We have millions of people who are warehoused in almost a larval state in their apartments, watching tv, paying for their medical plans, and glued to this mindless opera of cultural decay that’s recited day after day in front of them. I mean, it’s horrible to imagine — and this is a creation to some degree of the world corporate state, that probably has to be addressed.
– Terence McKenna, The Internet is the Cure for TV (1994)
I know the title of this post seems strange in light of several factors. First, it’s been nearly twenty years since the dot-com bubble burst and it’s estimated that 3-4 billion people globally, or roughly 50% of the world’s population, already surf the web. Second, it’s become increasingly trendy in 2017 to highlight all the bad things about the internet, with social media typically singled out for the most intense and visceral criticism. Although I acknowledge some very real downsides of social media such as unhealthy obsession and addiction, most of the outrage we’ve seen this year has been focused on “fake news” and “Russia meddling.” In other words, most of the hysteria’s been political in nature, and would barely be registering anywhere near its current decibel level had Hillary Clinton won the election.

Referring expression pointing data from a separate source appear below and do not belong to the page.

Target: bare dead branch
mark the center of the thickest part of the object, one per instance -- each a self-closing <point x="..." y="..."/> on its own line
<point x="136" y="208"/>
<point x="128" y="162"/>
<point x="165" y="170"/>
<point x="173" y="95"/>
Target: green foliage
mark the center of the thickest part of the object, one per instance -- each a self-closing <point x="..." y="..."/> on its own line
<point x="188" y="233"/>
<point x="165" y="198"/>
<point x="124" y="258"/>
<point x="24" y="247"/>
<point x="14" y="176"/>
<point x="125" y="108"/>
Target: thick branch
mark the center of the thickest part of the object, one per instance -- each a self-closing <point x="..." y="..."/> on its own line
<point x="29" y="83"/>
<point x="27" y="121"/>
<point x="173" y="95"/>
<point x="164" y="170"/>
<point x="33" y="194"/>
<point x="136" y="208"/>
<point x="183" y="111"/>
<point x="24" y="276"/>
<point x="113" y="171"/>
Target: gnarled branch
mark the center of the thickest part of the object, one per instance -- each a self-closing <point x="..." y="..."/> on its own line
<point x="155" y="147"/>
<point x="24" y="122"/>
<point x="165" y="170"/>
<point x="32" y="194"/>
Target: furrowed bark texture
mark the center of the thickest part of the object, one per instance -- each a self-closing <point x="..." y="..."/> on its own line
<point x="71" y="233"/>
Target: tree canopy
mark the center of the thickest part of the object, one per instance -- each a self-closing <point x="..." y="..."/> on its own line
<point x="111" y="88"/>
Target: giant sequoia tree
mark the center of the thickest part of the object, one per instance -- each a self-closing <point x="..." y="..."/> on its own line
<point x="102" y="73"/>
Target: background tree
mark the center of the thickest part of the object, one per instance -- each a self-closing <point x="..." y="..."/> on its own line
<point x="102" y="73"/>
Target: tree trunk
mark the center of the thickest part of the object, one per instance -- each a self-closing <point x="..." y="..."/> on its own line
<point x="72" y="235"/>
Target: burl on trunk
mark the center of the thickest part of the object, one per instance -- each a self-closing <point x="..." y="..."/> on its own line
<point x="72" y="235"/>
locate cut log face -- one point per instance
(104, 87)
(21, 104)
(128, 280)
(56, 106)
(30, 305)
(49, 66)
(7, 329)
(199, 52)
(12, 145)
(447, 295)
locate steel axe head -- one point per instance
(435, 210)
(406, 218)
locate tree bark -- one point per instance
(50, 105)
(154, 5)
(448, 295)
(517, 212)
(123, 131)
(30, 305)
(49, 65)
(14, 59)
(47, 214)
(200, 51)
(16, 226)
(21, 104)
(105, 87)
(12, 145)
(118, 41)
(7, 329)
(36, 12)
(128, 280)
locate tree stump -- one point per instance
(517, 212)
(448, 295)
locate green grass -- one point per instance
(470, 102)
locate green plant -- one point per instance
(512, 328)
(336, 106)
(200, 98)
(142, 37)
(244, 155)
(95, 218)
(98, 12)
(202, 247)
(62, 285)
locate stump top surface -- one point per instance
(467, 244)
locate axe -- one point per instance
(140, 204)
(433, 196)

All of a sudden, there’s this insistence that social media is especially dangerous because it fosters the creation of echo chambers rife with tribal confirmation bias. Spaces where people with the same views simply talk to one another, and whoever’s willing to be the loudest and most aggressive at signaling to their tribe becomes the most popular. I don’t deny that this phenomenon exists, but like with anything else, you have to accept the bad with the good, and in the long-run the good far outweighs the bad.